Os Estados Unidos retornam hoje para a concentração nas proximidades de Pretória, com cinco dias para se prepararem para a partida contra a Eslovênia no Ellis Park. A próxima adversária é uma incógnita para os americanos, diferentemente da Inglaterra.

Apenas quatro jogadores titulares dos EUA (Michael Bradley, Steve Cherundolo, Ricardo Clark e Robbie Finley) nunca defenderam um clube inglês na carreira. O próprio Donovan passou três meses emprestado ao Everton no início deste ano. Talvez por isso, o meia ofereceu palavras de apoio aos comandados de Fabio Capello, que saíram de campo frustrados com o placar igualado.

"Tenho certeza de que a Inglaterra vai longe neste torneio", afirmou. "É uma grande seleção, com jogadores talentosos. Basta olhar o elenco deles que você encontra jogadores de nível mundial em todas as posições." Porém, o destaque dos EUA reconhece que os americanos também ficaram com um gostinho amargo após o apito final. "Depois do jogo, saímos um pouco frustrados, com a sensação de que poderíamos até ter ganhado se tivéssemos jogado um pouquinho melhor, e isso mostra como fomos bem."
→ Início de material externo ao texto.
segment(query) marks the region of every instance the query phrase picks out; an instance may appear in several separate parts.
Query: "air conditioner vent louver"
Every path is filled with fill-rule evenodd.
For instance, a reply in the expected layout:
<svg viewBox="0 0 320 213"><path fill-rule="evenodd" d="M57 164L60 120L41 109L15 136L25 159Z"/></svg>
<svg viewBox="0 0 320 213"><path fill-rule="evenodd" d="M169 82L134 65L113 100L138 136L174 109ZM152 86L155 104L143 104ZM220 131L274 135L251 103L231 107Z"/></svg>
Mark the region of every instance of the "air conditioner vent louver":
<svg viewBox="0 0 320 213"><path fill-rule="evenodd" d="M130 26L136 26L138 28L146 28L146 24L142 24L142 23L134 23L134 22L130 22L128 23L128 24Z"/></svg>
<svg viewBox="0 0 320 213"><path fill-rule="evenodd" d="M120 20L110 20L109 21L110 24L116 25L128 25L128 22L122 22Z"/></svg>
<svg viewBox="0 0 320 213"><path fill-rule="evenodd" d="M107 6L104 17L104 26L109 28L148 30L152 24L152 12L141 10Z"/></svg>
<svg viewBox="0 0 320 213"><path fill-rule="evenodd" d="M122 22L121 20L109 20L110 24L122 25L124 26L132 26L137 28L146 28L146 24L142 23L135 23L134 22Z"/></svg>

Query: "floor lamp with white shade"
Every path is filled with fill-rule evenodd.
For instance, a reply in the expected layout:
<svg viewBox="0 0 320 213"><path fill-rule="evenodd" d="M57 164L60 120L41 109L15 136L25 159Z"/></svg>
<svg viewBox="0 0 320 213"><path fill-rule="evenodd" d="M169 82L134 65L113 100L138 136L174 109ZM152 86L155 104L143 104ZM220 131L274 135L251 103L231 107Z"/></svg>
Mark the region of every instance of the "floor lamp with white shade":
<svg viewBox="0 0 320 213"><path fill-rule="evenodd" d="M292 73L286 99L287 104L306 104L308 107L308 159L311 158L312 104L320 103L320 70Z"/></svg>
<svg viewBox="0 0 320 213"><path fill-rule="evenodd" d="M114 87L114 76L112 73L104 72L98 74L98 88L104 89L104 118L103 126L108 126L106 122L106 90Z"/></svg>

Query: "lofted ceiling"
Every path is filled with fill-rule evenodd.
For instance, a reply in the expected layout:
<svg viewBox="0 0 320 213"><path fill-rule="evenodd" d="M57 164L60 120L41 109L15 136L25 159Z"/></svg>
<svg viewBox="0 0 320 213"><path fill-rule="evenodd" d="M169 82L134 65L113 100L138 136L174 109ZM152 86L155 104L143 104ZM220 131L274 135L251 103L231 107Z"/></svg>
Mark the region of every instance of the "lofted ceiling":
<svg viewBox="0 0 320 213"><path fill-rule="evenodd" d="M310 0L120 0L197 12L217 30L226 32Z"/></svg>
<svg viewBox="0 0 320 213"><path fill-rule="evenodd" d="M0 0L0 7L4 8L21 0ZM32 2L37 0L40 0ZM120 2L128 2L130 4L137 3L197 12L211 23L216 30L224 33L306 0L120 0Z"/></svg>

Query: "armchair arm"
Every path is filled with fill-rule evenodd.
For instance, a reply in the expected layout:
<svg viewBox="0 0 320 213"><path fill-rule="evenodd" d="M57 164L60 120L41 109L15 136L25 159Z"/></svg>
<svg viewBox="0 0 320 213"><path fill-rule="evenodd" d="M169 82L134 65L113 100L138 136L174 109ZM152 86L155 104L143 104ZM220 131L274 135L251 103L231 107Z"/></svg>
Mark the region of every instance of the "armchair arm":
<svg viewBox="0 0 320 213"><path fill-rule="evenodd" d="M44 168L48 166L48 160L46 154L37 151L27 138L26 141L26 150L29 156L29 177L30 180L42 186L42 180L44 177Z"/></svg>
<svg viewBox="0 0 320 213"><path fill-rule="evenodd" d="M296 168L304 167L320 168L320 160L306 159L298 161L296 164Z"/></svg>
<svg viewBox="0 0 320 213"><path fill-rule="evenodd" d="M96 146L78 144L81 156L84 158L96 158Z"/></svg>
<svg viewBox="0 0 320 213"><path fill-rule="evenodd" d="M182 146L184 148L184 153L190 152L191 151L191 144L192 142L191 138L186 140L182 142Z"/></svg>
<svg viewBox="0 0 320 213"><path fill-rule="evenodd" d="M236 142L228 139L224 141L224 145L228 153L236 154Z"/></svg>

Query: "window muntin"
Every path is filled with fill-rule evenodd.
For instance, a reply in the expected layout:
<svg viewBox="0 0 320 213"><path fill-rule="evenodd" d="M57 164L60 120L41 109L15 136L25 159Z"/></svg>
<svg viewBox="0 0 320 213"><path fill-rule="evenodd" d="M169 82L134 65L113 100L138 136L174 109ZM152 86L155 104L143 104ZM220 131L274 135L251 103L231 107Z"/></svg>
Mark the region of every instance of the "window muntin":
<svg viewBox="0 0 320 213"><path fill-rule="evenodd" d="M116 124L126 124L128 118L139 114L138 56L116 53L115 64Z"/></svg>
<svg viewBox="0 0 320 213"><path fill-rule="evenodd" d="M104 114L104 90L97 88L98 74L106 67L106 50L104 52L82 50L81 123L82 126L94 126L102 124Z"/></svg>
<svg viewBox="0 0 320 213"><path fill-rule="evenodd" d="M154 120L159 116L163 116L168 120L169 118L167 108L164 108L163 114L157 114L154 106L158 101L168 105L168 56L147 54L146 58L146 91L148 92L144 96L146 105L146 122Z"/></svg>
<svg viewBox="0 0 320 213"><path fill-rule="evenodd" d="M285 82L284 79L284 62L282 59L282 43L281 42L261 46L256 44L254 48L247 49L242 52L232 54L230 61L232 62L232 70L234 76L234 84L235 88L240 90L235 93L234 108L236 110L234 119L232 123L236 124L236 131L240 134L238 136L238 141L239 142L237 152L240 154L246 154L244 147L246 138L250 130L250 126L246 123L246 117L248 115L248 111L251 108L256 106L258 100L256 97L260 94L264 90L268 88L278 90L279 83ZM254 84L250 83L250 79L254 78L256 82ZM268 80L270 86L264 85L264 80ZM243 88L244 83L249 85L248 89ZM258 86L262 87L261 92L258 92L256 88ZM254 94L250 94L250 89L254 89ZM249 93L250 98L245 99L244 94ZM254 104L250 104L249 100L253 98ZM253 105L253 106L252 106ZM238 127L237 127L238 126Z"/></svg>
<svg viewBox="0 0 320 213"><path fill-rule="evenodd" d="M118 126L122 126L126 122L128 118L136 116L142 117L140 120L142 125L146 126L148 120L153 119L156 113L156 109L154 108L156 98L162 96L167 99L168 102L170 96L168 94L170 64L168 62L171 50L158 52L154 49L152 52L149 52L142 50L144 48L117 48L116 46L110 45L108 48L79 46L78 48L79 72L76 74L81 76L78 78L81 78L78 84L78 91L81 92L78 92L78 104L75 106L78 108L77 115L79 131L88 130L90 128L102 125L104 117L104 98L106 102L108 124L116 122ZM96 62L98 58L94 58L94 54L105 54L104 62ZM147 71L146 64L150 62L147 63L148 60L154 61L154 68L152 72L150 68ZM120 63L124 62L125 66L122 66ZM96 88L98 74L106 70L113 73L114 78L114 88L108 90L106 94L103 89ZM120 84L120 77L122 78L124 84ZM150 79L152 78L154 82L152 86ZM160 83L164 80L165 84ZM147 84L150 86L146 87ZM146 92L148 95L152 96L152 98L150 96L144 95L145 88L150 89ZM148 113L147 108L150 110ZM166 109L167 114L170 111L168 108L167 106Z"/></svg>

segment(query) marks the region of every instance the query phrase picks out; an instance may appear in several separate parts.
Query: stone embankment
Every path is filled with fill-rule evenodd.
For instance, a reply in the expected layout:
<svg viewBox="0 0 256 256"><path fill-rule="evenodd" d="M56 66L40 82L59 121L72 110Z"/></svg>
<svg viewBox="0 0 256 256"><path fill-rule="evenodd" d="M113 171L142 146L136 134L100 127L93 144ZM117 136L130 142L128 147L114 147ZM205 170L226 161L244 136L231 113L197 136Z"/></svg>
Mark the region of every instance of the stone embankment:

A África do Sul 2010 é a terceira Copa do Mundo da FIFA da carreira de Donovan, que também disputou as edições da Coreia/Japão e Alemanha. O americano, entretanto, garante que a magia da competição continua exatamente a mesma e que as lembranças da noite passada ficarão para sempre guardadas na memória.

"Jogar uma Copa do Mundo é sempre magnífico, mas a experiência de ter enfrentado a Inglaterra no principal torneio do futebol mundial foi inesquecível para todos nós", admitiu. "A atmosfera no estádio era absolutamente maravilhosa. Os torcedores dos dois países fizeram uma linda festa."